Yesterday I asked William to pick up a candle, as I burn one every year on her birthday, and on the day she passed. Silly William forgot to pick it up, I should of reminded him. But he’ll pick one up today. The thought is what counts, and let me tell you she is always in my thoughts. I don’t think there isn’t a day that I at least think of her once. It could be something that reminds me of her.
For example, during the birthday dinner this past weekend for Williams mom, his aunt said I smelled pretty and what perfume I was wearing, of course I totally forgot, but its J’adore heh. Now I remember, anyway, she asked is it musk, I said no. This brought my mother to mind. Because she use to wear Jovan Musk perfume in oil form. I still have the bottle, it’s from a collection of small bottle expensive perfumes but I still have it, and yeah I can admit I open it now and then to smell it, as it reminds me of her so much.
Sunflowers, they also remind me of her, as that is her favorite flower. My kitchen is starting to catch on the them of Sunflowers. I wonder why, thanks Mom, they are gorgeous, looks really nice in the kitchen that is why I visited the florist and grabbed an ornament for her memorial.
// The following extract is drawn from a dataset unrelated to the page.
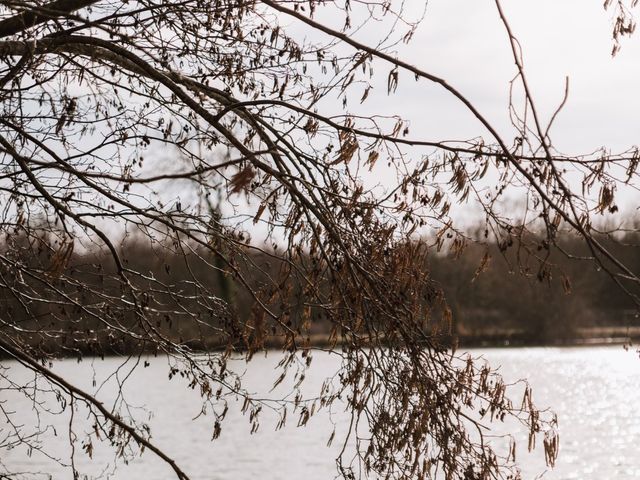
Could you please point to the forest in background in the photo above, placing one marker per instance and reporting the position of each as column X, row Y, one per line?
column 497, row 294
My sister made a really nice flash video type thing for my mom. I just finished saving it for her, because she couldn’t figure out how to save from that site, which I didn’t either, so I turned out screen recording, and that worked great. I would share it, but it’s my sisters thing, and she wants to share it, as she put her heart into it. Last year I made a video for my mom, I posted it on YouTube. Not sure if I will make one today. I don’t think so. I just want to be alone with my thoughts. I just miss her so much.